PREMIS/METS for scalability
The scalability issue
SIPs with very large numbers of files (10,000 or more) tend to create very large METS files. This can cause workflow failures and problems with indexing, storing and parsing the metadata. The issue is how to reduce the verbosity of the PREMIS and METS elements without removing information required for preservation.
Approaches to the problem
Currently, a standard Archivematica METS file is based entirely on the description of PREMIS Files. Each File has its own METS amdSec, containing the following: a techMD; multiple Events, each in its own digiprovMD; and three Agents, each in its own digiprovMD. This means that a single File referenced in the METS fileSec has one linked amdSec.

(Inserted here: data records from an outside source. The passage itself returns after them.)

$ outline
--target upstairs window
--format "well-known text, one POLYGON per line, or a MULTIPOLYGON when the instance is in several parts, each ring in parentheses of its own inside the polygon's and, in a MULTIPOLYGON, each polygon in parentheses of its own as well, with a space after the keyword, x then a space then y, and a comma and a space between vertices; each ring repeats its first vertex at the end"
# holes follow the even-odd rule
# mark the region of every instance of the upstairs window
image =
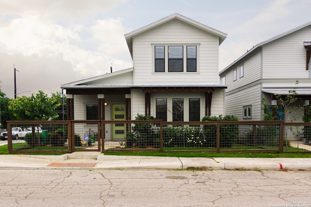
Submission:
POLYGON ((242 64, 240 65, 240 78, 242 78, 244 76, 244 64, 242 64))
POLYGON ((165 72, 165 54, 164 46, 155 46, 155 68, 156 72, 165 72))
POLYGON ((252 105, 243 106, 243 119, 252 118, 252 105))
POLYGON ((225 85, 225 76, 224 76, 222 79, 222 85, 225 85))
POLYGON ((189 98, 189 121, 200 121, 200 98, 189 98))
POLYGON ((184 58, 183 46, 169 46, 169 72, 183 72, 184 58))
POLYGON ((199 72, 199 44, 152 45, 155 73, 199 72))
POLYGON ((196 72, 196 46, 187 47, 187 72, 196 72))

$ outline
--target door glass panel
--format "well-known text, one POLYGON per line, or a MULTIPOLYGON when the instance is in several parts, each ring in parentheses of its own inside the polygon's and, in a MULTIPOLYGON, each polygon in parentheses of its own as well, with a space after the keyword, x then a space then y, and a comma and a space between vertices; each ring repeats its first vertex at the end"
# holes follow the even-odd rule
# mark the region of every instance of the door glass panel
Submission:
POLYGON ((116 130, 115 131, 116 134, 124 134, 124 130, 116 130))
POLYGON ((121 106, 117 107, 115 108, 115 111, 124 111, 124 108, 121 106))
POLYGON ((116 114, 115 115, 115 119, 124 119, 124 114, 116 114))

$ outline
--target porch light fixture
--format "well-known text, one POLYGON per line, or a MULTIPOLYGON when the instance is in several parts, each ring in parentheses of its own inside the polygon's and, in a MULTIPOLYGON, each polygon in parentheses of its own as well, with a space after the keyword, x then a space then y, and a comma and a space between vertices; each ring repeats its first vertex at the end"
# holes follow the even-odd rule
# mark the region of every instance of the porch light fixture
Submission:
POLYGON ((271 101, 271 105, 272 106, 276 106, 277 104, 277 100, 272 100, 271 101))

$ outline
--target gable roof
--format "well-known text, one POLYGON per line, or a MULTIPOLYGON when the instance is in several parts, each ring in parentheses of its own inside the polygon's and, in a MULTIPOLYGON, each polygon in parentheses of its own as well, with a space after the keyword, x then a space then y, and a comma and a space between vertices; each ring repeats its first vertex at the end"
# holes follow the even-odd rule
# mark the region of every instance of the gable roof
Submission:
POLYGON ((256 45, 255 46, 253 47, 253 48, 252 48, 251 49, 250 49, 249 50, 247 50, 247 52, 246 52, 245 54, 244 54, 243 55, 242 55, 242 56, 241 56, 240 58, 238 58, 237 60, 236 60, 235 61, 234 61, 233 63, 232 63, 231 64, 230 64, 229 65, 228 65, 227 66, 226 66, 225 69, 224 69, 223 70, 222 70, 220 73, 219 74, 221 74, 222 73, 224 73, 224 72, 225 72, 228 68, 230 68, 231 66, 232 66, 233 64, 235 64, 236 63, 238 63, 238 61, 239 61, 240 60, 241 60, 242 58, 244 58, 245 56, 247 56, 247 55, 250 55, 250 54, 251 54, 252 52, 253 52, 255 50, 256 50, 256 49, 263 46, 264 45, 267 44, 268 43, 270 43, 271 42, 273 42, 277 39, 279 39, 281 37, 283 37, 285 36, 288 35, 290 34, 291 34, 292 33, 294 32, 295 32, 298 31, 298 30, 300 30, 302 29, 303 29, 305 27, 307 27, 311 25, 311 21, 310 21, 309 22, 306 23, 306 24, 303 24, 302 25, 301 25, 299 27, 297 27, 295 28, 294 28, 292 30, 291 30, 289 31, 287 31, 285 32, 284 32, 281 34, 279 34, 277 36, 276 36, 274 37, 273 37, 272 38, 269 39, 266 41, 264 41, 263 42, 262 42, 257 45, 256 45))
POLYGON ((128 87, 133 85, 131 84, 124 84, 122 82, 111 83, 104 83, 104 80, 110 79, 116 76, 126 75, 134 71, 133 67, 119 70, 110 73, 107 73, 95 77, 84 79, 83 80, 72 82, 69 83, 62 85, 61 88, 64 89, 69 88, 102 88, 104 86, 106 88, 118 88, 118 87, 128 87))
POLYGON ((127 43, 127 46, 130 50, 130 52, 132 57, 133 57, 133 38, 135 36, 139 35, 148 30, 152 29, 156 27, 158 27, 161 25, 165 24, 173 19, 178 19, 180 21, 188 24, 195 28, 202 30, 207 33, 209 33, 215 35, 219 38, 219 45, 220 45, 225 39, 227 37, 227 34, 222 32, 220 31, 216 30, 214 29, 207 27, 203 24, 193 20, 191 19, 186 17, 186 16, 180 15, 179 14, 175 13, 170 16, 156 21, 154 23, 149 24, 147 26, 143 27, 140 29, 135 30, 131 32, 125 34, 125 40, 127 43))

We propose using a premis Representation as a level at which to capture information about Events that are common to all Files, and a single amdSec with premis Agents for the entire AIP. This is more feasbile with the introduction of PREMIS 3.0, which provides a means for creating an Intellectual Entity and one or more Representations of that Entity. This is a diagram depicting the proposed approach:
We’ve mocked up a PREMIS/METS file (METS_reduced.xml). It includes the following changes:
Update from PREMIS 2.2 to 3.0
- Create Intellectual Entity and Representation for AIP. Use premis:relationship to link Representation to Intellectual Entity and Files to Representation.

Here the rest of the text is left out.